Budgies need to have the interaction with their own species to learn how to "be budgies".
That socialization process is lost when breeders pull the chicks at 3 1/2 weeks for hand feeding.

http://talkbudgies.com/articles-budgie-breeding/336209-planned-co-parenting-raising-tame-chicks.html

*


----------



## BooksBudgies

I agree that a lot has to do with the Budgie's temperament. It does help if they are socialized when they are younger, but I think personality is the major factor. Hermes loves interacting with people and I got him from a bird store when he was about 8 weeks old (don't believe he was hand-fed). Izzy likes her own space and I got her from a pet store when she was a few months old. Yes, Izzy was a little older when I got her, but not by much. She is just a flightier bird and doesn't care for humans as much. 

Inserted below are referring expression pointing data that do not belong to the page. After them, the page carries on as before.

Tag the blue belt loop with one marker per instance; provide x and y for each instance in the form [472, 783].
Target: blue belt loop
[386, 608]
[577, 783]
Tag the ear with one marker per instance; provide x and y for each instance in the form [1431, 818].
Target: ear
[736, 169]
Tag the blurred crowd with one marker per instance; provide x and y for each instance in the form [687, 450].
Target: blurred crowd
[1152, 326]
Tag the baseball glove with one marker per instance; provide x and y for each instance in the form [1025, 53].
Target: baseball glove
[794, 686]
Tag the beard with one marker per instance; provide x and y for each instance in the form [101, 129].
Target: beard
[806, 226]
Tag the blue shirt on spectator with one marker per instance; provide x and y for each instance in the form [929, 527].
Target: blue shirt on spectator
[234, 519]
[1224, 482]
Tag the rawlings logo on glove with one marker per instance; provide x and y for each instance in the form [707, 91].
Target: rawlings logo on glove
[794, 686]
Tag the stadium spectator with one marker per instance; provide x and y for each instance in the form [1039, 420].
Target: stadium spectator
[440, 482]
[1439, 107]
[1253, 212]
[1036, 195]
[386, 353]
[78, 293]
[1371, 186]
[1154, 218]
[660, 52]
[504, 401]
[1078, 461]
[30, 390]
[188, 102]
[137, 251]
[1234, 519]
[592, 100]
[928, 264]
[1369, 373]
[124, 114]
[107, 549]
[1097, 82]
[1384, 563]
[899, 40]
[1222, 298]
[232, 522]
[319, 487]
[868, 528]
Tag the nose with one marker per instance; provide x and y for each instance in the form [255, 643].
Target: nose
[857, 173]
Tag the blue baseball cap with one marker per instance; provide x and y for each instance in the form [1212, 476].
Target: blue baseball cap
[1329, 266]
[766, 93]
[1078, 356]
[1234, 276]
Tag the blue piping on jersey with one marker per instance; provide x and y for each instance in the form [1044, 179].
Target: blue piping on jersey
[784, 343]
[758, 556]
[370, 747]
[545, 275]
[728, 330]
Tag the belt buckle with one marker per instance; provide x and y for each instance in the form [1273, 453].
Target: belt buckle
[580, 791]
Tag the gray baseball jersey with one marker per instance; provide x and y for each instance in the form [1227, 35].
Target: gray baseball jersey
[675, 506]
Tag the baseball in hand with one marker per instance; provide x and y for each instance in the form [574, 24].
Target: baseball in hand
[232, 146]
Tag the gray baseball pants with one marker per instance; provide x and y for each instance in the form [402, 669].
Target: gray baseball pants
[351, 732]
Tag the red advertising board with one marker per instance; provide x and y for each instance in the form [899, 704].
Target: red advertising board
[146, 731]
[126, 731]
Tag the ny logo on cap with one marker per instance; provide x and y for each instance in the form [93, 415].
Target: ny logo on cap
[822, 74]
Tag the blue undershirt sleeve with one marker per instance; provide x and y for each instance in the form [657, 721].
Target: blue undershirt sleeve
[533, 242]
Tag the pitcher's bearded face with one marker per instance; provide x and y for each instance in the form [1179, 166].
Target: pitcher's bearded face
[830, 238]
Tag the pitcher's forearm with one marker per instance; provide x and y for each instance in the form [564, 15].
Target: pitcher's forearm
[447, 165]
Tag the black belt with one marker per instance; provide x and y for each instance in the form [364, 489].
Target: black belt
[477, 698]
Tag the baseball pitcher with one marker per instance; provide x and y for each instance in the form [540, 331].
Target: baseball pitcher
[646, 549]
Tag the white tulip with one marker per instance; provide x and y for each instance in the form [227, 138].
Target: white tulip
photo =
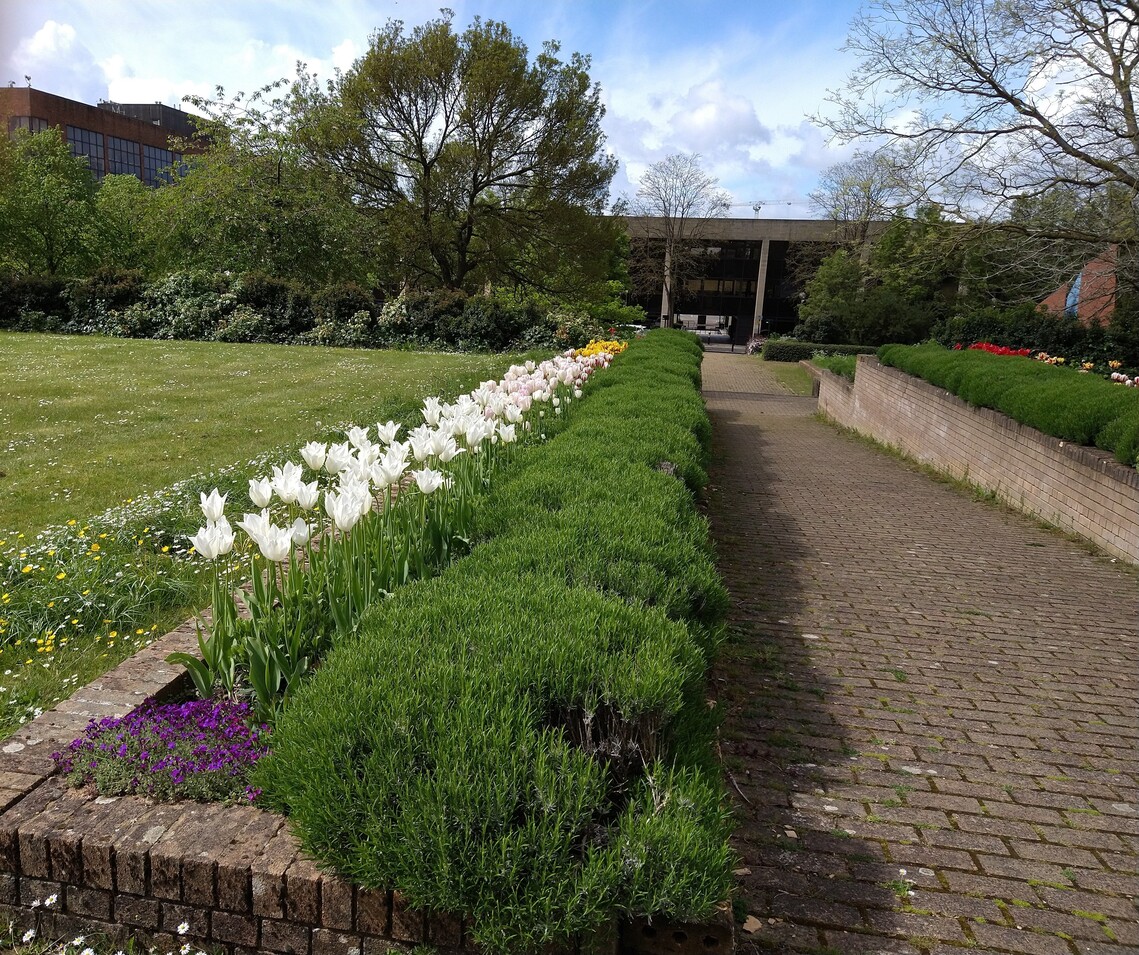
[276, 543]
[255, 525]
[261, 491]
[306, 495]
[313, 454]
[343, 511]
[301, 532]
[387, 432]
[427, 480]
[213, 505]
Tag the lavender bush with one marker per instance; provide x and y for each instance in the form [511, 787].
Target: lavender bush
[199, 750]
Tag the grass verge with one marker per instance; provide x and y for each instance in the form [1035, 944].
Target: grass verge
[92, 422]
[80, 597]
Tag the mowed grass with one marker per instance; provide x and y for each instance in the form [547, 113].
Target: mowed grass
[87, 423]
[791, 375]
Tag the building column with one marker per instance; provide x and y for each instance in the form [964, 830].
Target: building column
[761, 284]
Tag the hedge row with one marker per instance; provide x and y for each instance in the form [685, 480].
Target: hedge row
[524, 739]
[259, 308]
[794, 350]
[1083, 408]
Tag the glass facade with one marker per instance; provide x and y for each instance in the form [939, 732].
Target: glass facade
[123, 157]
[31, 123]
[87, 144]
[156, 164]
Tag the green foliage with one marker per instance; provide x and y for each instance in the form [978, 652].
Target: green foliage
[1027, 326]
[842, 365]
[47, 203]
[481, 164]
[794, 350]
[1059, 401]
[519, 739]
[893, 294]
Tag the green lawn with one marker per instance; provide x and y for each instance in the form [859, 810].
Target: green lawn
[793, 377]
[90, 422]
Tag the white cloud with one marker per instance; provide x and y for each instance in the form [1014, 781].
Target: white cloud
[345, 54]
[55, 50]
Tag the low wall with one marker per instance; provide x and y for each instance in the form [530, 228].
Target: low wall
[73, 863]
[1078, 489]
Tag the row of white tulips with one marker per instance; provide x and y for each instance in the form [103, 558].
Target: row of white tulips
[391, 511]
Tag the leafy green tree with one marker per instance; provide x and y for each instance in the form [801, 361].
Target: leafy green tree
[247, 201]
[482, 164]
[47, 206]
[894, 293]
[124, 234]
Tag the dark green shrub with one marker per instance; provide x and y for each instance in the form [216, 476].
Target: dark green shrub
[285, 307]
[337, 303]
[794, 350]
[1029, 326]
[428, 315]
[34, 303]
[1076, 407]
[107, 290]
[486, 324]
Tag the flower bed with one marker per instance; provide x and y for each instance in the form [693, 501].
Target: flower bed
[587, 612]
[1083, 409]
[531, 721]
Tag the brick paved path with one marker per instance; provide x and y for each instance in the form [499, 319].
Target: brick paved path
[931, 716]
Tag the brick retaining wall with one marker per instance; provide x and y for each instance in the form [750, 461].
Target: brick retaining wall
[1078, 489]
[234, 874]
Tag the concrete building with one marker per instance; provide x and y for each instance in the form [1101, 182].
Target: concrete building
[745, 286]
[115, 138]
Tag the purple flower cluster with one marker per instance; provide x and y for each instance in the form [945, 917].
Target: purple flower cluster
[198, 750]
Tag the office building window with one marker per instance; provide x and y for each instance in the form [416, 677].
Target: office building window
[31, 123]
[123, 156]
[156, 164]
[87, 144]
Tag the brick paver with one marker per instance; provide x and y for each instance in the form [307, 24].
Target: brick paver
[929, 703]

By the way, it's so sweet that your budgies care for you so much! That sounds like a great way to be greeted when coming home


----------



## RavensGryf

Yep. What others have said. I've noticed too, that some budgies will tame down quite easily with little work, and others remain basically wild no matter what. This holds true for both parent raised birds as well as ones co-parented with humans (hand fed). Depends on the individual.


----------



## SmolBirb

Yes definitely depends on the personality of each individual bird. 

My budgie Smol is from a pet store and he's making fantastic progress in the taming department! You just need to have patience and work together with your budgie. But yeah like any pet, personality will ultimately decide how progressive taming will go. For instance, I've had dogs my entire life, and each one was different in how much they wanted to be touched or cuddled.

So I think what it really boils down to is respecting each animal's certain traits, and working together with those traits to train them in the way that their personality coincides with.


----------